VMWare Workstation 16 Pro – As a programmer, I’m frequently installing software and NuGet packages that could potentially do negative things to my computer. There was recently an NPM package that deleted files from your computer if it detected you were in Russia or Belarus. Regardless of your thoughts on the current Russia/Ukraine conflict, it’s concerning that this could happen with any NPM or NuGet package. So, I do all my development inside a virtual machine.
Displaying the VM on my screen also helps maintain privacy. The only bookmarks I have for the browser inside my VM are for programming websites. The browser in my base computer is the one with bookmarks to my banks, insurance company, etc.
OBS Studio – This is a free program to live-stream on Twitch, YouTube, and can be used to record screencasts. It runs on Windows, macOS, and Linux. It’s been easy to use and easy to customize for my needs.
There is an alternative named Streamlabs; however, the company behind it has done questionable things. Plus, many people report it uses more of their CPU than OBS does. So, I stick with OBS Studio.
StreamElements – I use StreamElements to display subscriber/follower/raid/etc. alerts on my stream. It’s free to use and fairly easy to set up.
StreamElements has a bot you can enable, to let you add chat commands and filter spam messages. You can use it to set up tips and a merchandise store. It makes it easier for companies to contact you about sponsorship opportunities. However, I’ve only received sponsorship offers for a game that I doubt anyone watching my stream would be interested in.

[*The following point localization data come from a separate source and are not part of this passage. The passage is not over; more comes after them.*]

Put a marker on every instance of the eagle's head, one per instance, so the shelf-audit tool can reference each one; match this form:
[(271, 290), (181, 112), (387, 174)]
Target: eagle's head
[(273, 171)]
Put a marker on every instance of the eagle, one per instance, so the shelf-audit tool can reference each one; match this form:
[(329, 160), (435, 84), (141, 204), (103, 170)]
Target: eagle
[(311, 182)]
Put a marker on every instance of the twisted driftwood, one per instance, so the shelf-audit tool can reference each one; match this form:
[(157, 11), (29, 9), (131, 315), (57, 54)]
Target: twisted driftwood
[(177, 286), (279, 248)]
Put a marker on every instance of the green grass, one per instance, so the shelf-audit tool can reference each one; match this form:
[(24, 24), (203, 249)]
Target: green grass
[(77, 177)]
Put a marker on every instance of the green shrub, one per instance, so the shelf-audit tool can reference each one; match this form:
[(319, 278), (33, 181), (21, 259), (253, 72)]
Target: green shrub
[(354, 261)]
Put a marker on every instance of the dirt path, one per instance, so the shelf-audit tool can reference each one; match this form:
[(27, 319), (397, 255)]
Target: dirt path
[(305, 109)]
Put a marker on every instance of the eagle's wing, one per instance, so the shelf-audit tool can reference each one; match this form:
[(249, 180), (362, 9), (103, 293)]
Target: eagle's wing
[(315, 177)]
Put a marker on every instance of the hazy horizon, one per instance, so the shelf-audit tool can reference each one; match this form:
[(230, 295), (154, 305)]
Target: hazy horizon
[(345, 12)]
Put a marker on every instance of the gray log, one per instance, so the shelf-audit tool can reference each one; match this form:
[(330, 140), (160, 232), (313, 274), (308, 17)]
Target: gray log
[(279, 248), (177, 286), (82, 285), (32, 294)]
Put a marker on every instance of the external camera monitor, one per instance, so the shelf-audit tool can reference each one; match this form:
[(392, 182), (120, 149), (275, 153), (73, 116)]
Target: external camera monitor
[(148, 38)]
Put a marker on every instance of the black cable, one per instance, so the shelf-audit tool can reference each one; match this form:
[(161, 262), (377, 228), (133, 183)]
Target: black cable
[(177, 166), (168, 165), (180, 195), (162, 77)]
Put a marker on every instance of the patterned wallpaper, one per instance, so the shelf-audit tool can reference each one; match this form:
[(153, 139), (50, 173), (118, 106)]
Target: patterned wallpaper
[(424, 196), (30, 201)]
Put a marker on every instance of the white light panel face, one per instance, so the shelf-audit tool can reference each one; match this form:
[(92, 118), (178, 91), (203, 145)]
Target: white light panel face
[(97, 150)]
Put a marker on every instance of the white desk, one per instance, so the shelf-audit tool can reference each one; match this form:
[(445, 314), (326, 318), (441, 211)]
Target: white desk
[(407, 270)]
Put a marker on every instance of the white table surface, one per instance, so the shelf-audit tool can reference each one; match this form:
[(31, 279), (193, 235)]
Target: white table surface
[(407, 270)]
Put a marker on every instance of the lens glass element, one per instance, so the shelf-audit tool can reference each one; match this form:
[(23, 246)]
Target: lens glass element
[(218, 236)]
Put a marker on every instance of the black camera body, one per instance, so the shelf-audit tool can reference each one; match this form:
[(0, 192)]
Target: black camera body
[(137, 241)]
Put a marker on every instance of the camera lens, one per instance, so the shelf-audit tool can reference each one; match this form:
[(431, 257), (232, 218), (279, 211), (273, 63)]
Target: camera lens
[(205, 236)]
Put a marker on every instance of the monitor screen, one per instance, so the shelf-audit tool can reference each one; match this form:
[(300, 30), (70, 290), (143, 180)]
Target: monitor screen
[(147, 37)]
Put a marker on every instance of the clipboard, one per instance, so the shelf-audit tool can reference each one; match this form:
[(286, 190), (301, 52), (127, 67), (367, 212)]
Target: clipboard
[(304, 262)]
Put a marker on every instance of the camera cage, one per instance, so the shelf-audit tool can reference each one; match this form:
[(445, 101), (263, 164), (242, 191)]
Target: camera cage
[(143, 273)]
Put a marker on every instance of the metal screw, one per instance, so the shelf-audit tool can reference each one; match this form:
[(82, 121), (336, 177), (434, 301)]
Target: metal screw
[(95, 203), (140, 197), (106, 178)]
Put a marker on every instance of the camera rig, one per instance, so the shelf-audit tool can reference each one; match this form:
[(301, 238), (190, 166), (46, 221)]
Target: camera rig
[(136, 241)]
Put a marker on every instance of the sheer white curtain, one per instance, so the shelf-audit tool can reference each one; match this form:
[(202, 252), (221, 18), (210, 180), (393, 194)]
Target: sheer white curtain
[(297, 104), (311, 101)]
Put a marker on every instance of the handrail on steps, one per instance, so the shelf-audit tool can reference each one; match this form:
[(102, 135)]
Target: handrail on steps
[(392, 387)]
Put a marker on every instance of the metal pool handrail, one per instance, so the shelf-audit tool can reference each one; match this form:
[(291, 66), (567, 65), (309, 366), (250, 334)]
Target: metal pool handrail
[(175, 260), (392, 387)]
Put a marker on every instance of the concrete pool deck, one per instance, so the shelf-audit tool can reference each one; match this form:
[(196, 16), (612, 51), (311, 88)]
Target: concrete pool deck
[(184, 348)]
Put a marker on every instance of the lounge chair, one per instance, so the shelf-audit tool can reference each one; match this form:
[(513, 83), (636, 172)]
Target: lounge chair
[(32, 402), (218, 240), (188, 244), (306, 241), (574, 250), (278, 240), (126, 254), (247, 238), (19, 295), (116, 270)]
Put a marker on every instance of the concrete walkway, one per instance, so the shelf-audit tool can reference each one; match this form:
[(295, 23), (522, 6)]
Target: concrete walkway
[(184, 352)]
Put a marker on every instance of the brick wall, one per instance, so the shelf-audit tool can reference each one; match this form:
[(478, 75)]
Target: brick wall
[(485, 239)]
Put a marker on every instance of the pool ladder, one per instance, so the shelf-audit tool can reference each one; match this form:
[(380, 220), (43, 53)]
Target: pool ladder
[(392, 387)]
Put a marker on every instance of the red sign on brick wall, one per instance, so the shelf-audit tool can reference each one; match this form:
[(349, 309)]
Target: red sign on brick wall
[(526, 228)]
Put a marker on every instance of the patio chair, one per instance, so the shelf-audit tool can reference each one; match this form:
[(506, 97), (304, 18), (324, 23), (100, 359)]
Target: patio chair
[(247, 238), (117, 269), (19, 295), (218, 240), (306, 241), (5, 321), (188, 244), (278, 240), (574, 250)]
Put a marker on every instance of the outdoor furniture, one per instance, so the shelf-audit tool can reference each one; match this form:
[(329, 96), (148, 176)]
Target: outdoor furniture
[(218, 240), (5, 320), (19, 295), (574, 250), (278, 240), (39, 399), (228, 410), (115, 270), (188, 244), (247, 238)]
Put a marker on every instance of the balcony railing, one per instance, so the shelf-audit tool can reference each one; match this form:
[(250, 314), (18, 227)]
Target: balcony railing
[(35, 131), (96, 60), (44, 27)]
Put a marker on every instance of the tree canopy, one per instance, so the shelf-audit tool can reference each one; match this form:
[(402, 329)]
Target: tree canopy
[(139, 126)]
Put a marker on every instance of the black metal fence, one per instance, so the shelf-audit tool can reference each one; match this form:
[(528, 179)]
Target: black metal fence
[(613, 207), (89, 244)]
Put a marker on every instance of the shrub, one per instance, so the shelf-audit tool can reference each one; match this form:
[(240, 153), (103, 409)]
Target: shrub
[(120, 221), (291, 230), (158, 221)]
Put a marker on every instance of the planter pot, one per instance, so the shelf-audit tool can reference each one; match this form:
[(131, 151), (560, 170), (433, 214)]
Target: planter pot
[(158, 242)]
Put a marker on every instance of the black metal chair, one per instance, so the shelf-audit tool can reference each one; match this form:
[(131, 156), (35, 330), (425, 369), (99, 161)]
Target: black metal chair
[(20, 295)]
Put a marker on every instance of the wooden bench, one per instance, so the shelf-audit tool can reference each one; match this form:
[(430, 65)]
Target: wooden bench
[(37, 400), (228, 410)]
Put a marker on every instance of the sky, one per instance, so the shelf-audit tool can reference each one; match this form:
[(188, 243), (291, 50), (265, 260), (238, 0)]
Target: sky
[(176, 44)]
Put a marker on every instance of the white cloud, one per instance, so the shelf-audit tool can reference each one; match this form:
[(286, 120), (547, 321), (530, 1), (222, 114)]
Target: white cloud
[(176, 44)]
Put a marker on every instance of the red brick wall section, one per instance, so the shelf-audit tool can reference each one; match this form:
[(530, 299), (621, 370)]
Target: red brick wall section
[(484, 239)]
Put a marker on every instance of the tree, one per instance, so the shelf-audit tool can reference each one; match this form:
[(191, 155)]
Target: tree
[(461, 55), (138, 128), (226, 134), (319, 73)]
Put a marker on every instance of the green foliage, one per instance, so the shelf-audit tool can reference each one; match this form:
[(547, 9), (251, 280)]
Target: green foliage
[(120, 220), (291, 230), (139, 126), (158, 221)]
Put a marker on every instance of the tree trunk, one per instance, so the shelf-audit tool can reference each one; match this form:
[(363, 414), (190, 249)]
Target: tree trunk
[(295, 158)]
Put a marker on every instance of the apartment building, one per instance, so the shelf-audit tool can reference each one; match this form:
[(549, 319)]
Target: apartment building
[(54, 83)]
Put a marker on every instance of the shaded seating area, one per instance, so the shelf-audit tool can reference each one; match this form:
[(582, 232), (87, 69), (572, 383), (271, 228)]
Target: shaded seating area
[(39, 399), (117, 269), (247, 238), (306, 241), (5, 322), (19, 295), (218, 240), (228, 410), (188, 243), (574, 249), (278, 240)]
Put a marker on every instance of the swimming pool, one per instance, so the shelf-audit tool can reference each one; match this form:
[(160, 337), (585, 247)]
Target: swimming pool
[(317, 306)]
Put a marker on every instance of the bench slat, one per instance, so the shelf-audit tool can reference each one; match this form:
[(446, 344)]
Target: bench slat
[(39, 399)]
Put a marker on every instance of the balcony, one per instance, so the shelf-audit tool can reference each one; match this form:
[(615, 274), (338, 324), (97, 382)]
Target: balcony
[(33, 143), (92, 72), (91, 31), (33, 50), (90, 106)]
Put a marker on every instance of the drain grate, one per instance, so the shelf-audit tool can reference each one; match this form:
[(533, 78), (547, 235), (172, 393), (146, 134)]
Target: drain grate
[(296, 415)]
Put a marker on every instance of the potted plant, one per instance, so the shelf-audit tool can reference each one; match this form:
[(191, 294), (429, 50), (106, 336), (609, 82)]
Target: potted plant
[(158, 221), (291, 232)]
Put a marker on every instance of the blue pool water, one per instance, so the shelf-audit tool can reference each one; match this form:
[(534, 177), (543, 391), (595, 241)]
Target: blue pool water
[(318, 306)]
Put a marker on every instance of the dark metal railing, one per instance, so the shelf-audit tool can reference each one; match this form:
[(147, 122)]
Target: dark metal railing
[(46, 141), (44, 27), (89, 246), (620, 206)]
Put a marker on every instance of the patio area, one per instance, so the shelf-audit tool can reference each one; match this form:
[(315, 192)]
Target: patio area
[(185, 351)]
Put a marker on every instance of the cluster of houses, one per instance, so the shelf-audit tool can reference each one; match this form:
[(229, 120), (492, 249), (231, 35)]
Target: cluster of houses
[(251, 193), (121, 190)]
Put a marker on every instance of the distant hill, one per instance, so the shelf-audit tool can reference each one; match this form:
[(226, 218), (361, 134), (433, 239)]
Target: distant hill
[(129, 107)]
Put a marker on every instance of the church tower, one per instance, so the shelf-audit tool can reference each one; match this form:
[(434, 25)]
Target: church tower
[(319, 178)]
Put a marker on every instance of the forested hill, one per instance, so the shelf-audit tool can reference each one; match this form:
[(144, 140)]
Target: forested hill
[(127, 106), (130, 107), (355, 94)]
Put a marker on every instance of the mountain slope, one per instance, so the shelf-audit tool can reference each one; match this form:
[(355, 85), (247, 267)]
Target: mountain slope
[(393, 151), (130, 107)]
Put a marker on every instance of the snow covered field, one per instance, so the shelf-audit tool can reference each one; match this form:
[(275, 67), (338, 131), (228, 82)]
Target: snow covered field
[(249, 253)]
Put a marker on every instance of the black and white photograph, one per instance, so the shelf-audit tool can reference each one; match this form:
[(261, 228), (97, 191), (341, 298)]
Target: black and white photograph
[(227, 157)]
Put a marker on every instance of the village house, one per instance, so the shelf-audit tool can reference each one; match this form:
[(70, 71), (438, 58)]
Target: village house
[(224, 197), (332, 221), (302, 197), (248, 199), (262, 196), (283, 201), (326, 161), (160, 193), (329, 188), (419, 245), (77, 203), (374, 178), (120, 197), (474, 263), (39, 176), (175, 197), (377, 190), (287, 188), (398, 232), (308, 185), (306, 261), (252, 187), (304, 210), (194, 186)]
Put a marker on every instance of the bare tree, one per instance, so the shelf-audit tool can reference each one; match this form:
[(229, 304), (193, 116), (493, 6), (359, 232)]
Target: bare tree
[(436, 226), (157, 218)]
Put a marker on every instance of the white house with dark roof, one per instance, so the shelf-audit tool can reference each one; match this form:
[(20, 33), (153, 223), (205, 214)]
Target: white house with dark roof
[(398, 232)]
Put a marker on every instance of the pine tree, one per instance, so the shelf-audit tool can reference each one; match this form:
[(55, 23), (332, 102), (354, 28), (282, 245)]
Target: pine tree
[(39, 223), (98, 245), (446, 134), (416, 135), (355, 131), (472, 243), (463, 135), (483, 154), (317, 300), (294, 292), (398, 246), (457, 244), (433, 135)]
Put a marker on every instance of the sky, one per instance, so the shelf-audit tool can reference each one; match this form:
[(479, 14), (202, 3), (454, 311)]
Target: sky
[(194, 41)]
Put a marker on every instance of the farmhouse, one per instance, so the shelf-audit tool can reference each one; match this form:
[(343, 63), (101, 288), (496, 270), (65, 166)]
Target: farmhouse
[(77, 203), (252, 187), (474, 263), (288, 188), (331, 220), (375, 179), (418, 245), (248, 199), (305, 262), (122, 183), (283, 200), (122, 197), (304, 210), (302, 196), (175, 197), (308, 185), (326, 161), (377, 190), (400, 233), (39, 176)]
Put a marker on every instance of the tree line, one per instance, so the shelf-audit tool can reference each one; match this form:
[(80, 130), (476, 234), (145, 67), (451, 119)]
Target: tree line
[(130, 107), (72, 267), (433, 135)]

Camtasia – I don’t use this for my stream but wanted to add it because it’s what I use to record the programming guides and tutorials I create for my website and YouTube. I could use OBS Studio to record my videos, but Camtasia includes audio and video capabilities.
Some people mentioned using DaVinci Resolve for editing. I haven’t used it, but you might want to try it out. It has a free version for download.
Dual 4K 27-inch monitors – I currently have 27-inch 1080p monitors. They work well, but I’d like to have higher resolution. When programming, this will make the fonts on my screen look smoother. Since I spend hours looking at my monitors every day, improvements here should have a big impact.
New chair – I’ve had a DX Racer chair for years. It’s worked well, but this is something I can probably improve. Like my monitors, I’m using my chair 8+ hours per day. An improvement here would cost pennies per day but could make my life much more comfortable.